First-quarter mortgage originations at the Charlotte, N.C., banking company jumped 64% from a year earlier, to $1.6 billion, even as many lenders reported slumps.

The gain was caused mainly by a sharp rise in wholesale production, to $780 million. That was approaching the company's wholesale production for each of the previous two years combined. And, the company says, the growth has only begun.

"We have a very aggressive goal: to triple production within the wholesale division over the next three to five years," said James A. Wilson, First Union Mortgage's senior vice president of national wholesale lending. He joined First Union in November when it acquired Center Financial, a Connecticut thrift.

First Union is on pace to originate nearly $6.5 billion in mortgages this year - a level that would put it among the top 20 originators. Last year it was No. 32.

The company had been reducing its wholesale business in the last few years because of profitability problems, said Debra Warren, a First Union Mortgage senior vice president and head of residential lending. Wholesale production includes loans originated through a network of mortgage brokers and correspondents.

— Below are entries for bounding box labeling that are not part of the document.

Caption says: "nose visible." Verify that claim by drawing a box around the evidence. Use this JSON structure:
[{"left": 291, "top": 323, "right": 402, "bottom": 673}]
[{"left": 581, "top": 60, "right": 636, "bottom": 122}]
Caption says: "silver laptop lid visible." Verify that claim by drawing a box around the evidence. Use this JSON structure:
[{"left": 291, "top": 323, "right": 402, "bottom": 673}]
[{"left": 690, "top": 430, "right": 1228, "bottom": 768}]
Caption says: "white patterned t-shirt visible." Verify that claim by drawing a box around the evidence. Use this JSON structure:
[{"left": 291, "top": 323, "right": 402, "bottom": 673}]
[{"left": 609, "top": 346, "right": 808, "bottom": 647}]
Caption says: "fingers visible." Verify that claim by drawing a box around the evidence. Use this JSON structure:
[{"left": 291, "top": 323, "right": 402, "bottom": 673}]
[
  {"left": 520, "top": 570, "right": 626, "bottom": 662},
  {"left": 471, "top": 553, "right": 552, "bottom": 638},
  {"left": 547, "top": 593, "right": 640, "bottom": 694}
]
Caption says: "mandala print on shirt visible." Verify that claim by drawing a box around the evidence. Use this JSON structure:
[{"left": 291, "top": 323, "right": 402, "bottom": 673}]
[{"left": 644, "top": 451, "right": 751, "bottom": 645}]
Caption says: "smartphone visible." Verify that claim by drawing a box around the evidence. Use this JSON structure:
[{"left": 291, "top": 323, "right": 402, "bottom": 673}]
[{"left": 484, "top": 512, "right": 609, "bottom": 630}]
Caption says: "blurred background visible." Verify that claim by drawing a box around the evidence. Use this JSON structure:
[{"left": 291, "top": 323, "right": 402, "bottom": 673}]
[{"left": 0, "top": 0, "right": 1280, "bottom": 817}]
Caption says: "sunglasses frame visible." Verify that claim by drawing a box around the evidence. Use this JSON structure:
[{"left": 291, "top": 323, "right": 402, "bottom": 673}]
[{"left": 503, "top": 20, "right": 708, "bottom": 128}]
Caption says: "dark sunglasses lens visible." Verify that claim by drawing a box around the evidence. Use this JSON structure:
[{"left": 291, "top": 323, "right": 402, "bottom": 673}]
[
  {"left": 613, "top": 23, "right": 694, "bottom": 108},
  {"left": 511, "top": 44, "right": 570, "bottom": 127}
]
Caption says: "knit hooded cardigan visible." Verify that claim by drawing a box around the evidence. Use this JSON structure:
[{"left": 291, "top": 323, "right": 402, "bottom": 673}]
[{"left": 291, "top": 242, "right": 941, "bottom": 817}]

But First Union hopes it has learned from its mistakes. And rather than start a new wholesale division, it jumped back into the business through its acquisition of Center Financial.

"Our long-term intention was always to get back into wholesale," Ms. Warren says. "Strategically there was a good opportunity when we merged with Center Financial."

With that acquisition, First Union inherited Center Financial's successful wholesale lending division, which was led by Mr. Wilson. First Union retained the staff in the division's Waterbury, Conn., office, plus 11 regional wholesale offices that conduct business with over 1,500 brokers.

"First Union has done a good job of integrating the wholesale unit and keeping it intact," said Thomas C. Brown, formerly the chief executive officer of Center Financial's Centerbank Mortgage unit. Mr. Brown is now the senior vice president for national accounts at the PMI Group, a San Francisco-based mortgage insurer.

Mr. Wilson said that having First Union as a parent has given his operation a larger stable of products to offer consumers. The wholesale division is producing more jumbo loans and adjustable-rate mortgages than it had as part of Centerbank, Mr. Wilson said.

Although mortgage companies are attracted to wholesale operations because of relatively low costs, it is a highly competitive business.

"It is difficult to operate profitably as a wholesale lender since it is so price-competitive; you could wind up cutting your own throat," said Rick Cossano, executive vice president of wholesale lending for Countrywide Credit Industries, the nation's largest wholesale lender.

Observers said First Union's addition of a major wholesale operation shows that the company wants to build its servicing portfolio. This could not be done by relying solely on production from retail branches, they said.

"You have to find continuous sources of originations, beyond the network of any one bank," said Edward Furash, chairman of Furash & Co., a Washington-based consulting firm.

First Union Corp. clearly has not been as active as other large banks in mortgage.

While its home loan division is by no means small - it originated $4.4 billion in loans last year and had a servicing portfolio over $50 billion - it pales in comparison to the massive mortgage banking operations that Norwest Corp., Chase Manhattan Corp., and Fleet Financial Group have built in the last few years.